Let me tell you a little secret. It is a little indelicate, but hear me out. I cannot go to the bathroom without thinking about Schindler's List. Sounds weird, right? but listen...the thing is, watching the part in the movie where the people, shoved into the boxcars like cattle, suffering gut-clenching fear, are on the rail to Auschwitz and my thoughts are stuck on one thing: 'there is no bathroom'. They are jammed shoulder to shoulder, with one small bucket on the corner to do their business in. The elderly, sick, or children especially, must have soiled themselves and the shame, embarrassment and stench must have been nauseating. Suffocating. The shock, tangible.
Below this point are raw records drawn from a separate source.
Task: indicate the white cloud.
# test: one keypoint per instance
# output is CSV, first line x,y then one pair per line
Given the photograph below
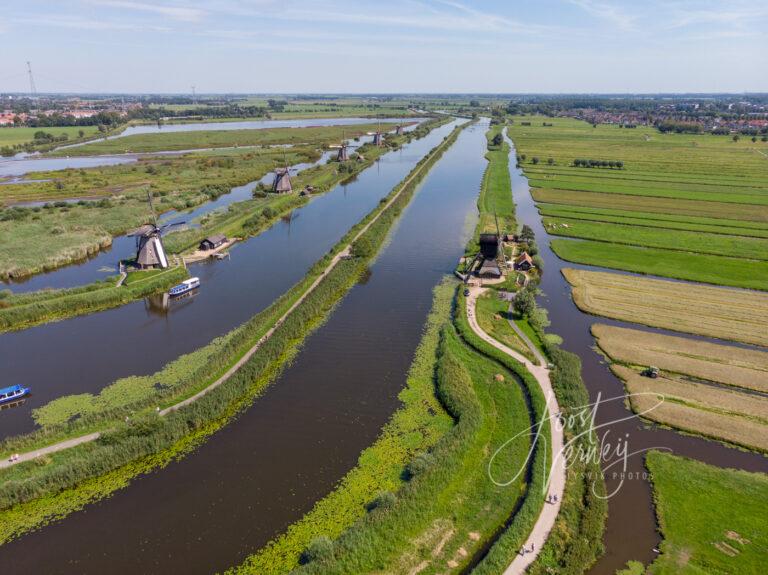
x,y
606,11
79,23
183,13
So, ONE movie, seen ONE time, has rendered me unable to go to the bathroom for the last 23 years without feeling, at the very least, a fleeting sadness for the victims of the Holocaust. Can you imagine the things Frank saw firsthand, and what he had to force himself to do in the YEARS of war...and what it rendered him unable to do...or say...or feel forever afterwards? My heart bleeds for him, and even though this part in Diana's story is all speculation on my part, I think I am safe in saying that any agent and soldier in the war had to do and see things that were imbedded in their minds eye and inescapable in their hearts, their entire lives. PTSD is not a modern or new disorder. We just KNOW about it now.
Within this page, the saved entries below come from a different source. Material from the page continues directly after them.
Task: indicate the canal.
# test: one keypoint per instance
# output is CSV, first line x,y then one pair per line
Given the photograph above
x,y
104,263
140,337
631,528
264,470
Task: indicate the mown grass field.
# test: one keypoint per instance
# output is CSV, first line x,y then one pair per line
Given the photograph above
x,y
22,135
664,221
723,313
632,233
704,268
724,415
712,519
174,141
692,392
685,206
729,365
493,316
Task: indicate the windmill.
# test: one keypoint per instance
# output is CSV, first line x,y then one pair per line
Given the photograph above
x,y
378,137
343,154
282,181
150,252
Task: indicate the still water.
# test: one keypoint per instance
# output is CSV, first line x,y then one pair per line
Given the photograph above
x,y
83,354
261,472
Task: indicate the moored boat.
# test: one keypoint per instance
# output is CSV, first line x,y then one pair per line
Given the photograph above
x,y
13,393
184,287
And we don't know if Frank was perpetually in danger because of his covert and treacherous war duties, or if he was still involved with British Intelligence after the war was over....and what they discovered about Time Travel (Jerry DID return remember? Chances are good that he enlightened Frank and a new TT division was created, even in secret) or how Frank may or may not have spent his life protecting Claire and Bree from forces they knew nothing about. Their being able to TT makes them valuable, no? That would explain any secrecy in their life together with Bree, any of the 'obvious' infidelities and 'obvious' proof of his being a bad husband. Regardless of the reasons, Claire is the only one in their marriage who we know for sure cheated. And we know Frank loved her despite the betrayal, and raised and loved another man's child. THAT sounds like the Frank we see in Hallows. THAT is a the man in the marble I want to see released and THAT is the love story I want to read about...
This does not interfere with the 'Jamie and Claire Love Story', and nor would I want it to. Although I am firmly TeamTVFrank, I have always been TeamBookJamie, and until BookFrank is sculpted complete, I remain so. There is no love like Jamie and Claire's...but I believe there was a similar love between Frank and Claire as well, proven by her need to cherish and always wear both wedding rings. And I want to know it.
So. That is my interpretation/review of Leaf and all it MAY mean to our beloved story of Outlander. Agree or disagree, but one thing is indisputably true..
...Diana certainly knows how to keep us away from doing the laundry.